Das Visum als Klassenfrage
Weiterhin ist eine Verpflichtungserklärung notwendig. In dieser Erklärung muss die einladende Person rechtsverbindlich ihr Einkommen nachweisen und unter anderem die Bezahlung der medizinischen Versorgung der Angehörigen garantieren. So wird das Versprechen angeblicher Gesundheitspflege privatisiert und an die Angehörigen ausgelagert. Ohnehin wird von den Angehörigen ein entsprechender Wohlstand verlangt. So ist eine Einladung nur bei ausreichendem Einkommen möglich. Die Verpflichtungserklärung kann laut Auskunft des Auswärtigen Amtes auch von niemand anderem als den Einladenden abgegeben werden. Das bedeutet, dass Partner:innen oder Freund:innen keine Verpflichtungserklärungen für eine Einladung abgeben können und damit insbesondere arme Familien, die sich ohnehin schon in einer prekären Lage befinden, de facto von der Möglichkeit, ein Visum zu erhalten, ausgeschlossen sind.

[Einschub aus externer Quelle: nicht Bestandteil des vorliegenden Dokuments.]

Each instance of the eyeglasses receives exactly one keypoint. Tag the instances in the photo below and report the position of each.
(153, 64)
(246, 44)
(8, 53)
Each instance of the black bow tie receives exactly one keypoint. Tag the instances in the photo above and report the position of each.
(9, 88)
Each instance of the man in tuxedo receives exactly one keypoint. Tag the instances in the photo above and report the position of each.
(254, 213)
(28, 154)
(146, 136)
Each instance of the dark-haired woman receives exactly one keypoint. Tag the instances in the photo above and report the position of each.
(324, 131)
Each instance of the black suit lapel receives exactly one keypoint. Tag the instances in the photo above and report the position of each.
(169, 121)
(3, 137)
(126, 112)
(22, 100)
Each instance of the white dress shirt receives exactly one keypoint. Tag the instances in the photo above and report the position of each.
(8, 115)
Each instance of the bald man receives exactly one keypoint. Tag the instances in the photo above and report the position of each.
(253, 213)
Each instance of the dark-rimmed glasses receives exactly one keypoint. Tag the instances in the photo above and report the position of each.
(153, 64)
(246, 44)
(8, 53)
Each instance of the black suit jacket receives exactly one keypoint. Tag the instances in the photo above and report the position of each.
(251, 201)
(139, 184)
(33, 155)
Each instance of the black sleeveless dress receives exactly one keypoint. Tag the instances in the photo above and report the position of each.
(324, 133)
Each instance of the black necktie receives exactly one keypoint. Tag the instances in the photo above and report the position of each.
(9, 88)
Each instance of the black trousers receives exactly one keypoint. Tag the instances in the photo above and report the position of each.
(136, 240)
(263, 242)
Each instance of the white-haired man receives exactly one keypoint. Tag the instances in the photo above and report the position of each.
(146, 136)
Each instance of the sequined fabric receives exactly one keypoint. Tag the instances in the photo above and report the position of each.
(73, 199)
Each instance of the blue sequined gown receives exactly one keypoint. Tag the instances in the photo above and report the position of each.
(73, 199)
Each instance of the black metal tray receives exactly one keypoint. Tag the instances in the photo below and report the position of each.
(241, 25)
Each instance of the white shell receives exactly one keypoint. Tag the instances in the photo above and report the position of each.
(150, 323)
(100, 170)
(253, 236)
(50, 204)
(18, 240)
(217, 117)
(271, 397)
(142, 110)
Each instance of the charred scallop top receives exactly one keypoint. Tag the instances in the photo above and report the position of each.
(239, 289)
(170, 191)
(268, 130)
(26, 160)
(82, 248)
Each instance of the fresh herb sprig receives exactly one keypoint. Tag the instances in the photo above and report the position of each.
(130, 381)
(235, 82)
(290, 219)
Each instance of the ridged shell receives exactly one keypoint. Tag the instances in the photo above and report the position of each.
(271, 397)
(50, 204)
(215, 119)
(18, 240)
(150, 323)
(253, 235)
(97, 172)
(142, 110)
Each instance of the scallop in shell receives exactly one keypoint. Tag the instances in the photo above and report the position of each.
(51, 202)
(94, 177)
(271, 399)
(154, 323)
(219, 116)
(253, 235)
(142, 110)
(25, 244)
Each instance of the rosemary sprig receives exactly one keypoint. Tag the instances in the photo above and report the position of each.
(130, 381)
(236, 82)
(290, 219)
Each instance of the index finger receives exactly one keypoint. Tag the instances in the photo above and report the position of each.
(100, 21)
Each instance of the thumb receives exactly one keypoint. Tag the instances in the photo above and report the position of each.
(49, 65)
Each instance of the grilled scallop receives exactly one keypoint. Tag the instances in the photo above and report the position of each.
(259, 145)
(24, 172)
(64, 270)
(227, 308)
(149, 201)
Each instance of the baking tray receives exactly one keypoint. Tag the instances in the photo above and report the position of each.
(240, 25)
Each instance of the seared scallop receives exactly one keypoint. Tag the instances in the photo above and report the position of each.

„Wer beim Erdbeben keinen Aktenordner mit Dokumenten bei sich hatte, wird im Stich gelassen“
Hinzu kommen die Voraussetzungen für Dokumente: Ein Pass oder vorläufiger Reisepass, Nachweise über die Verwandtschaft ersten oder zweiten Grades, eine Meldebescheinigung aus einer von der Katastrophe getroffenen Provinz und der Umstand, man sei „nachvollziehbar individuell vom Erdbeben besonders betroffen“, sind Vorrausetzung. Ausgeschlossen sind zum Beispiel alle Syrer:innen oder Angehörige von Menschen, die keinen dauerhaften Aufenthaltstitel in Deutschland haben. Die fluchtpolitische Sprecherin der Fraktion DIE LINKE, Clara Anne Bünger, kommentiert via Twitter: „Wer nicht zufällig zum Zeitpunkt des Erdbebens einen Aktenordner mit allen wichtigen Dokumenten bei sich hatte, als das Haus einstürzte, wird von dieser Bundesregierung im Stich gelassen. Es ist absolut unverständlich und unmenschlich.“
Eine Verbeugung vor der Unmenschlichkeit
Offenbar beantwortet damit die Bundesregierung, die von der „Bild“-Zeitung am Sonntag gestellte Frage „Können wir wirklich noch mehr Flüchtlinge aufnehmenden?“, in der ein deutsches „Wir“ konstruiert wird, und das Wort „können“ doch vielmehr „wollen“ meint, de facto wie die rechtspopulistische Presse mit „Nein“. Da das eine Rot-Grüne-Regierung noch nicht offen zu äußern wagt, werden unüberbrückbare Hürden aufgebaut.